In American Rambler, he sets out on a year-long journey to follow Appleseed’s path, walking (okay, sometimes driving, and at one point, even floating downstream) from Massachusetts to Indiana. On this journey, Fitzgerald turns a childhood fascination into a profound reckoning of loss and grief, ritual and faith, grimy gas station bathrooms and scenic apple picking.

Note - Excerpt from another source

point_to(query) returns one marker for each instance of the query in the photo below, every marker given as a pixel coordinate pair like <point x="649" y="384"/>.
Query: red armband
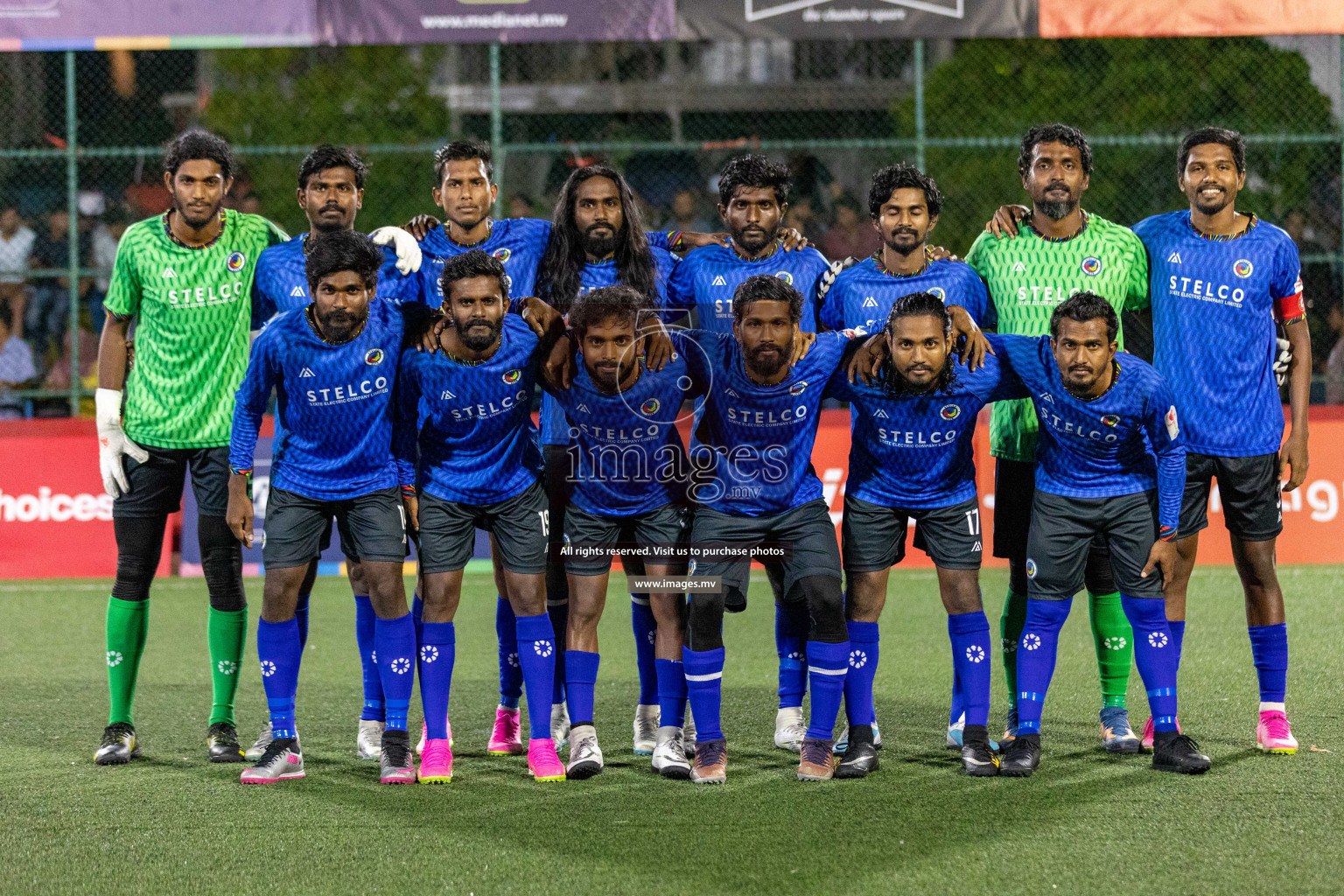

He is followed by a mysterious creature, camps in hostile environments, trespasses more than once, and is warmed by the generosity of strangers at every turn.
A moving blend of memoir, history, and travelogue, American Rambler is at once an ode to the American heartland, a meditation on escaping the breakneck pace of modern life, and a clear-eyed look at the myths—often violent, sometimes hopeful, frequently romanticized—at the very core of American identity and history.
PUBLISHERS WEEKLY
In this lyrical travelogue, memoirist Fitzgerald (Dirtbag, Massachusetts) recounts a yearlong journey he took from Massachusetts to Indiana that was inspired by his childhood love of Johnny Appleseed. Overwhelmed by financial struggles and worries about his aging parents, 30-something Fitzgerald—who developed the habit of taking aimless walks during the Covid pandemic—decided to clear his head and reconnect with his childhood wanderlust via a pilgrimage along the Johnny Appleseed Trail. Determined to move "at a human pace," Fitzgerald blends reflections on aging and contemporary ennui with historical tidbits about the ecology and culture of the states he passes through, all with an eye toward figuring out how to "separate legend from story from memory from fact." Memorable visits to Appleseed's birthplace of Leominster, Mass., his longtime home near Mansfield, Ohio, and his grave site give way to considerations of how Appleseed became "a legend used to help America look away from the darker aspects of its past." Elsewhere, discussions with people Fitzgerald meets in his travels prompt reflections about his budding romantic relationship and his mother's declining health. Throughout, Fitzgerald's elegant prose, restless curiosity, and deep compassion leap off the page. The result is a stirring, singular entry in the American road trip genre.